The way to build good habits is to link a new action to a trigger.  It could be auditory (bell, alarm, a certain piece of music – whatever you like).  It could be visual too, or involve  other senses.

In fact, it could be any one of the 5 triggers we mentioned in last week’s blog.


Let’s take a business example and play it out:


Trigger: a networking event or mixer.


Our typical response may be to collect as many business cards as possible.


Our reward typically was a stack of business cards on our desk that remain there as a reminder of all the people we haven’t called and consequently represents lost opportunities.
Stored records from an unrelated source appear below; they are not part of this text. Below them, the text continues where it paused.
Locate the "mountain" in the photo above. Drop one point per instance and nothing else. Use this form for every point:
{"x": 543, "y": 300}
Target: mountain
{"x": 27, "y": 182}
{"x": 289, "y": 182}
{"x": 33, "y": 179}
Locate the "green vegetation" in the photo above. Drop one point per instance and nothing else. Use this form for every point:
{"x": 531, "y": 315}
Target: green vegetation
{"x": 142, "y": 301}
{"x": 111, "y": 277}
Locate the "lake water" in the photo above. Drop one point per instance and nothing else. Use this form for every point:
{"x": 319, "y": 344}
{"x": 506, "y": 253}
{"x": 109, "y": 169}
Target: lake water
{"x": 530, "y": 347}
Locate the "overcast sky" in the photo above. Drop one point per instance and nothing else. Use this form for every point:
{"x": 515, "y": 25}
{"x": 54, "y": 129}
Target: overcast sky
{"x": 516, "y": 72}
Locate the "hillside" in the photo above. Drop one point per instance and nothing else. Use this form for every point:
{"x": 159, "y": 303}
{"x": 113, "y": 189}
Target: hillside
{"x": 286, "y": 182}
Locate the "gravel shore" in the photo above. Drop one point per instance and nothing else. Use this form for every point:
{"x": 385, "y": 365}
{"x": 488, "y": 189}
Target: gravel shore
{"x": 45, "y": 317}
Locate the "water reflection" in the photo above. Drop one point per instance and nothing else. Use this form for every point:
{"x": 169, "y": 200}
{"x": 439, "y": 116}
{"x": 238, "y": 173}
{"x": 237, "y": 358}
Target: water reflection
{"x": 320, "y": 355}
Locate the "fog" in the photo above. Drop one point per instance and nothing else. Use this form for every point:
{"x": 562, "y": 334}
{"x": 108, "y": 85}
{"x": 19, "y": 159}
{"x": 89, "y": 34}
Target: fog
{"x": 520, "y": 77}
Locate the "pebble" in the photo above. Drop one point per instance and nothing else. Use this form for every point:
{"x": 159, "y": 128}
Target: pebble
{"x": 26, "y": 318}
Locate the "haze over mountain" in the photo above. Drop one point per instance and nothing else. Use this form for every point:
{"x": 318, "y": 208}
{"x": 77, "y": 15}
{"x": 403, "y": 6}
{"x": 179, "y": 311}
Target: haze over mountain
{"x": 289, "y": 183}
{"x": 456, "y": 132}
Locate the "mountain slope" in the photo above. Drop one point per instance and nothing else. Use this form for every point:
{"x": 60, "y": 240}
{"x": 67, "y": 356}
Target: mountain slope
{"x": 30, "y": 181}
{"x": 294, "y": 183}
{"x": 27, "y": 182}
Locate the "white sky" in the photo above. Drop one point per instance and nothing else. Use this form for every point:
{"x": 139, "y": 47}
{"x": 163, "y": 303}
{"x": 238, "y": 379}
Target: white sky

What a downer.


But, when we link a new response (action) to our trigger, the results are entirely different.


Our new response: Collect the cards of 5 new people you’d be interested in speaking with, and call them within 1-2 days of the event.


Our new reward:  No more lonely stack of business cards sitting on your desk.  Five new acquaintances and the possibility of new referral partners and business. The business cards are now part of your contact list.


As you can see, the reward is much greater when you adapt a new action to an old familiar trigger. The best piece of advice I can give you is to keep your focus set firmly on the end result and your new habit will become easier to accomplish.


It’s hard to change old patterns of behavior, but when you begin to look at the process as a series of habits you’ve lived every day of your life, changing your habits becomes key to changing your life. Personal experience has taught me that in the end, it’s infinitely worth it.